Jonestown


Jonestown, an agricultural commune in northwestern Guyana, was the site, in 1978, of the mass suicide of more than 900 members of an American religious cult called the People's Temple, led by James Warren "Jim" Jones (1931-78).

A native of Indiana, Jones founded his church, at first called the Christian Assembly of God, in Indianapolis, Ind., in the late 1950s. He preached a gospel of social and racial equality to his integrated congregation, at the same time presenting himself as the only source of survival in a hostile and soon-to-be-destroyed world. In 1965, Jones and his followers moved to California, first to Redwood Valley and later to San Francisco. There his revival-style meetings drew large crowds, and the group's membership swelled to several thousand. The temple also attracted attention by its programs to help the poor, and in 1976, Jones was appointed chairman of the San Francisco Housing Authority. Within a year, however, allegations were heard that the charismatic Jones exercised a sinister power over his followers, extorting money from them, encouraging sexual promiscuity, and enforcing discipline by beatings and blackmail. As these stories--soon to be proved true--broke in the press, Jones and 800 followers fled to Guyana, where Jones had acquired the Jonestown site in 1974.

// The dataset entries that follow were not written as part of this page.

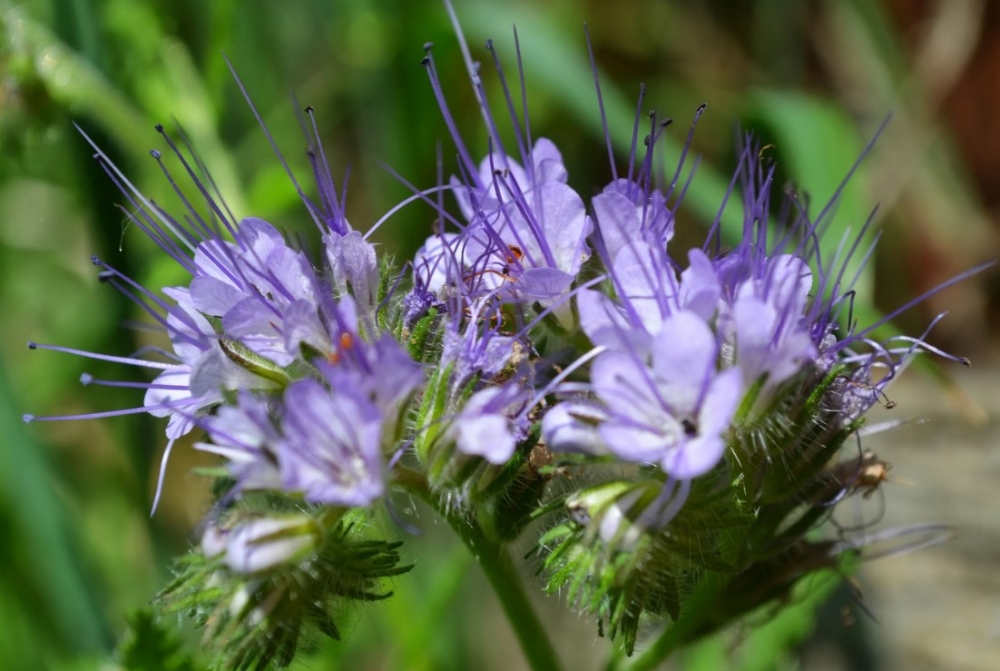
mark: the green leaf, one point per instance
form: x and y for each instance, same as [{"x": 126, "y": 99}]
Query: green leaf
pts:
[{"x": 150, "y": 646}]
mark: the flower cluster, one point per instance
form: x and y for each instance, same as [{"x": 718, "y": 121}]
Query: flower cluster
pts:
[{"x": 665, "y": 415}]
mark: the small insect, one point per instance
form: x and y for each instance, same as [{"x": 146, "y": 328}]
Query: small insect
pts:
[{"x": 345, "y": 343}]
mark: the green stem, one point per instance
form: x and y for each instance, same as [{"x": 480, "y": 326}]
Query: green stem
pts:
[
  {"x": 685, "y": 629},
  {"x": 501, "y": 573}
]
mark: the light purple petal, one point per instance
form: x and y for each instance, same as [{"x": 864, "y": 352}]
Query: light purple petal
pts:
[
  {"x": 214, "y": 297},
  {"x": 684, "y": 356},
  {"x": 700, "y": 289},
  {"x": 695, "y": 457},
  {"x": 564, "y": 429}
]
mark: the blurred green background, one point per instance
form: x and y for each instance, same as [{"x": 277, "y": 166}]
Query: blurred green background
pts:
[{"x": 814, "y": 78}]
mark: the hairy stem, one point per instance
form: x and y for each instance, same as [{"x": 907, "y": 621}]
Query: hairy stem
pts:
[{"x": 502, "y": 574}]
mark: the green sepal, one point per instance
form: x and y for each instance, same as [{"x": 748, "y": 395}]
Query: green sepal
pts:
[
  {"x": 418, "y": 340},
  {"x": 246, "y": 358}
]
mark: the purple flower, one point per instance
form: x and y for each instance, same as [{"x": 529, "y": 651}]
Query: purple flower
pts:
[
  {"x": 573, "y": 427},
  {"x": 262, "y": 544},
  {"x": 245, "y": 435},
  {"x": 487, "y": 424},
  {"x": 332, "y": 445},
  {"x": 354, "y": 267},
  {"x": 674, "y": 412},
  {"x": 625, "y": 213}
]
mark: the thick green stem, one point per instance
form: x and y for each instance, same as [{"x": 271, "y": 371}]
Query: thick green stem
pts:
[
  {"x": 683, "y": 631},
  {"x": 502, "y": 574}
]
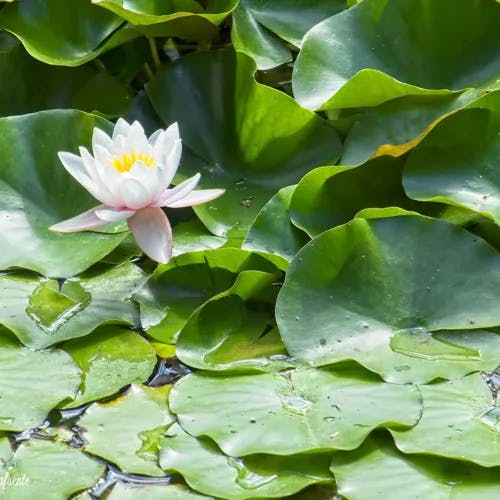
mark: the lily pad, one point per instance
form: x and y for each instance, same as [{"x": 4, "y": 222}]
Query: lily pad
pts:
[
  {"x": 459, "y": 420},
  {"x": 261, "y": 28},
  {"x": 175, "y": 290},
  {"x": 82, "y": 88},
  {"x": 30, "y": 144},
  {"x": 32, "y": 383},
  {"x": 283, "y": 414},
  {"x": 377, "y": 470},
  {"x": 48, "y": 471},
  {"x": 372, "y": 286},
  {"x": 207, "y": 470},
  {"x": 83, "y": 30},
  {"x": 258, "y": 141},
  {"x": 126, "y": 431},
  {"x": 273, "y": 234},
  {"x": 110, "y": 358},
  {"x": 456, "y": 162},
  {"x": 359, "y": 57},
  {"x": 124, "y": 491},
  {"x": 236, "y": 329},
  {"x": 40, "y": 312}
]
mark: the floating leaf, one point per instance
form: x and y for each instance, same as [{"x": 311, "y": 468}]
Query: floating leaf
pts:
[
  {"x": 81, "y": 33},
  {"x": 110, "y": 358},
  {"x": 377, "y": 470},
  {"x": 236, "y": 329},
  {"x": 272, "y": 233},
  {"x": 209, "y": 471},
  {"x": 360, "y": 56},
  {"x": 253, "y": 144},
  {"x": 283, "y": 414},
  {"x": 30, "y": 144},
  {"x": 41, "y": 312},
  {"x": 458, "y": 420},
  {"x": 48, "y": 471},
  {"x": 126, "y": 431},
  {"x": 361, "y": 288},
  {"x": 32, "y": 383}
]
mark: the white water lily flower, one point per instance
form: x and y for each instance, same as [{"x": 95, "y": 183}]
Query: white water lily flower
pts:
[{"x": 130, "y": 175}]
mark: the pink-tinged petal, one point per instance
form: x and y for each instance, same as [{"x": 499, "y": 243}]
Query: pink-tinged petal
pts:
[
  {"x": 197, "y": 198},
  {"x": 110, "y": 214},
  {"x": 100, "y": 138},
  {"x": 152, "y": 232},
  {"x": 134, "y": 195},
  {"x": 175, "y": 194},
  {"x": 121, "y": 128},
  {"x": 86, "y": 220}
]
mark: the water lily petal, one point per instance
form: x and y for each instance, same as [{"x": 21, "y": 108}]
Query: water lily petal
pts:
[
  {"x": 121, "y": 128},
  {"x": 197, "y": 197},
  {"x": 100, "y": 138},
  {"x": 110, "y": 214},
  {"x": 82, "y": 222},
  {"x": 152, "y": 232},
  {"x": 175, "y": 194},
  {"x": 134, "y": 195}
]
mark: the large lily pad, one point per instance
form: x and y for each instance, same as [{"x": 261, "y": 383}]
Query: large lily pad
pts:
[
  {"x": 377, "y": 470},
  {"x": 360, "y": 57},
  {"x": 283, "y": 414},
  {"x": 41, "y": 312},
  {"x": 175, "y": 290},
  {"x": 459, "y": 420},
  {"x": 48, "y": 471},
  {"x": 36, "y": 192},
  {"x": 126, "y": 431},
  {"x": 253, "y": 139},
  {"x": 207, "y": 470},
  {"x": 272, "y": 232},
  {"x": 32, "y": 383},
  {"x": 82, "y": 88},
  {"x": 261, "y": 28},
  {"x": 81, "y": 33},
  {"x": 236, "y": 329},
  {"x": 370, "y": 287},
  {"x": 110, "y": 358},
  {"x": 456, "y": 162}
]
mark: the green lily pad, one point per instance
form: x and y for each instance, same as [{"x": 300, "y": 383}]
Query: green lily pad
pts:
[
  {"x": 81, "y": 33},
  {"x": 40, "y": 312},
  {"x": 459, "y": 420},
  {"x": 377, "y": 470},
  {"x": 124, "y": 491},
  {"x": 110, "y": 358},
  {"x": 160, "y": 11},
  {"x": 36, "y": 192},
  {"x": 373, "y": 286},
  {"x": 329, "y": 196},
  {"x": 176, "y": 289},
  {"x": 126, "y": 431},
  {"x": 456, "y": 162},
  {"x": 283, "y": 414},
  {"x": 48, "y": 471},
  {"x": 261, "y": 28},
  {"x": 32, "y": 383},
  {"x": 360, "y": 57},
  {"x": 82, "y": 88},
  {"x": 273, "y": 234},
  {"x": 207, "y": 470},
  {"x": 397, "y": 126},
  {"x": 236, "y": 329},
  {"x": 257, "y": 142}
]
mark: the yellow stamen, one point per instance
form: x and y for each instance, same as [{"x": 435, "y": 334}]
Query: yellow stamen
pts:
[{"x": 126, "y": 161}]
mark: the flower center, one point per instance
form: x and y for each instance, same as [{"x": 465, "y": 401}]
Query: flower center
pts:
[{"x": 126, "y": 161}]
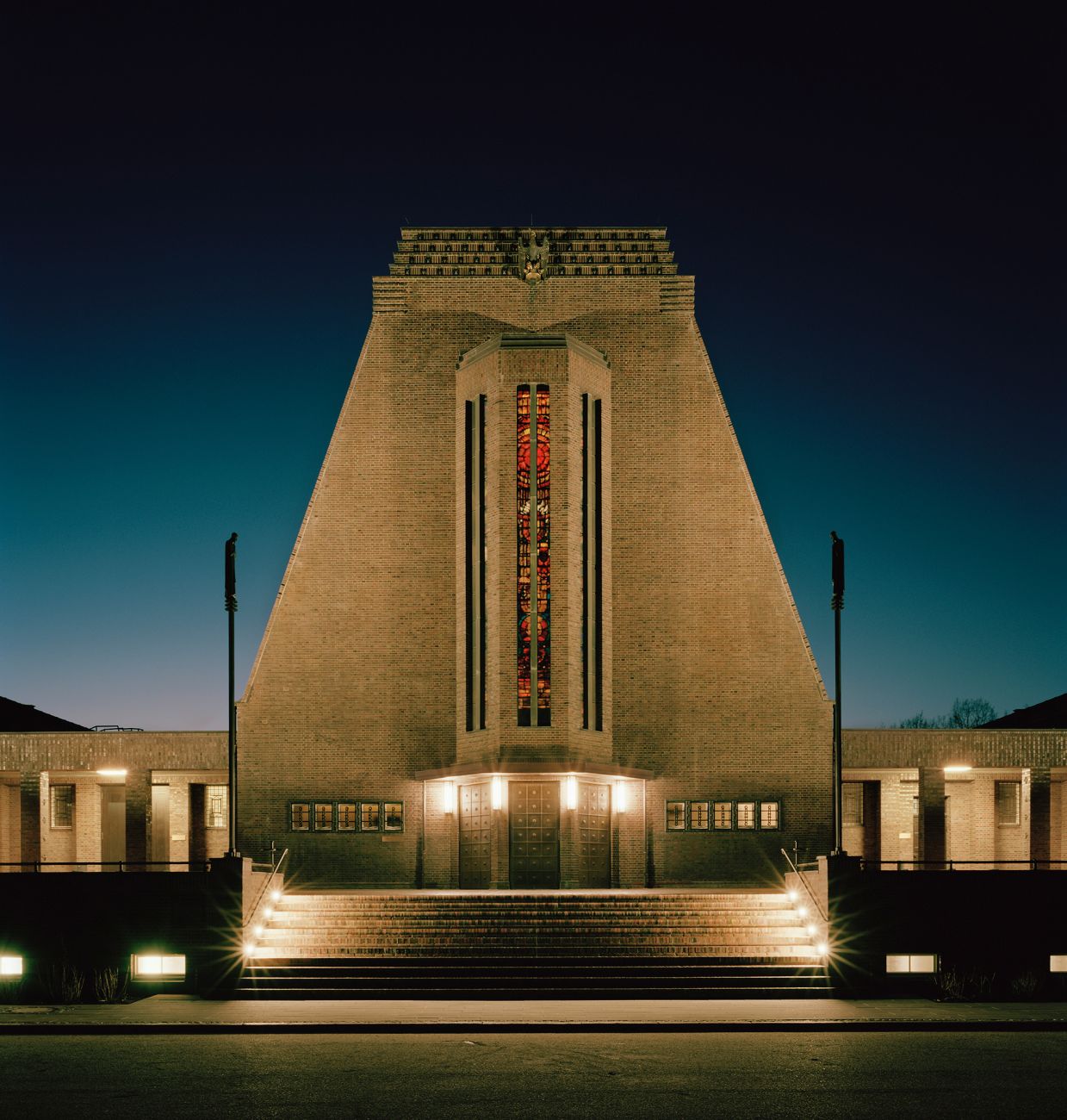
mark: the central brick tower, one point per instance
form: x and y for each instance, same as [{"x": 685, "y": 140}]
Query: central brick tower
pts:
[{"x": 533, "y": 632}]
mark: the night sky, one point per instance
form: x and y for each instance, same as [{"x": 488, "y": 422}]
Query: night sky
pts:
[{"x": 194, "y": 205}]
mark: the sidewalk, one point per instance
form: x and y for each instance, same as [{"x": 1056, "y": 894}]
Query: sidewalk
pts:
[{"x": 193, "y": 1015}]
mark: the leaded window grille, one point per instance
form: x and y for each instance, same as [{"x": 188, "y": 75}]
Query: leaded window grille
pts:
[
  {"x": 533, "y": 510},
  {"x": 301, "y": 816},
  {"x": 1009, "y": 802},
  {"x": 851, "y": 802},
  {"x": 62, "y": 806},
  {"x": 675, "y": 816},
  {"x": 216, "y": 802},
  {"x": 324, "y": 817}
]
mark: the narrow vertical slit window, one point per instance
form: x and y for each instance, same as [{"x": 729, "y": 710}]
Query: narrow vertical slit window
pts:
[
  {"x": 475, "y": 563},
  {"x": 533, "y": 516},
  {"x": 592, "y": 581}
]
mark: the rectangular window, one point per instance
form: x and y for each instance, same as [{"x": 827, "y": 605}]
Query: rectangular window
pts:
[
  {"x": 592, "y": 622},
  {"x": 475, "y": 537},
  {"x": 301, "y": 816},
  {"x": 675, "y": 816},
  {"x": 62, "y": 806},
  {"x": 851, "y": 802},
  {"x": 216, "y": 802},
  {"x": 1009, "y": 801},
  {"x": 324, "y": 817},
  {"x": 533, "y": 508}
]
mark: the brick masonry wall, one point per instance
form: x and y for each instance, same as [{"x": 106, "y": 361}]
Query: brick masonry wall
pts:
[{"x": 712, "y": 683}]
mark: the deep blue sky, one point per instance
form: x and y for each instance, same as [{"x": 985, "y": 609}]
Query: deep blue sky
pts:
[{"x": 194, "y": 206}]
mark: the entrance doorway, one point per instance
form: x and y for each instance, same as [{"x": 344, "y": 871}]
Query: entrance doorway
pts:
[
  {"x": 534, "y": 827},
  {"x": 112, "y": 824},
  {"x": 475, "y": 824},
  {"x": 593, "y": 835}
]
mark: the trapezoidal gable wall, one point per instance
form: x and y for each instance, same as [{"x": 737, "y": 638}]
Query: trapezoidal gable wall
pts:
[{"x": 359, "y": 682}]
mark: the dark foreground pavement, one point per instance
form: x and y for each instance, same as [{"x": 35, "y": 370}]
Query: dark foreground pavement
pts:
[
  {"x": 191, "y": 1015},
  {"x": 539, "y": 1074}
]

In Jonestown the cult members were cut off from the outside world. Guarded by armed security forces, they received inadequate food, worked as many as 11 hours a day, and were constantly harangued by their leader. In November 1978, California congressman Leo Ryan visited the commune to investigate the charges against Jones. On November 18, Ryan and several of his party were murdered, after which Jones ordered his followers to commit suicide with him by drinking a concoction of a powdered fruit drink and cyanide. Although some were forced, many apparently followed the order without question.

Bibliography: Hall, J.R., Gone from the Promised Land: Jonestown in American Cultural History (1987); Kilduff, Marshall, and Javers, Ron, The Suicide Cult (1978); Naipaul, Shiva, Journey to Nowhere: A New World Tragedy (1981); Reston, James, Jr., Our Father Who Art in Hell (1981).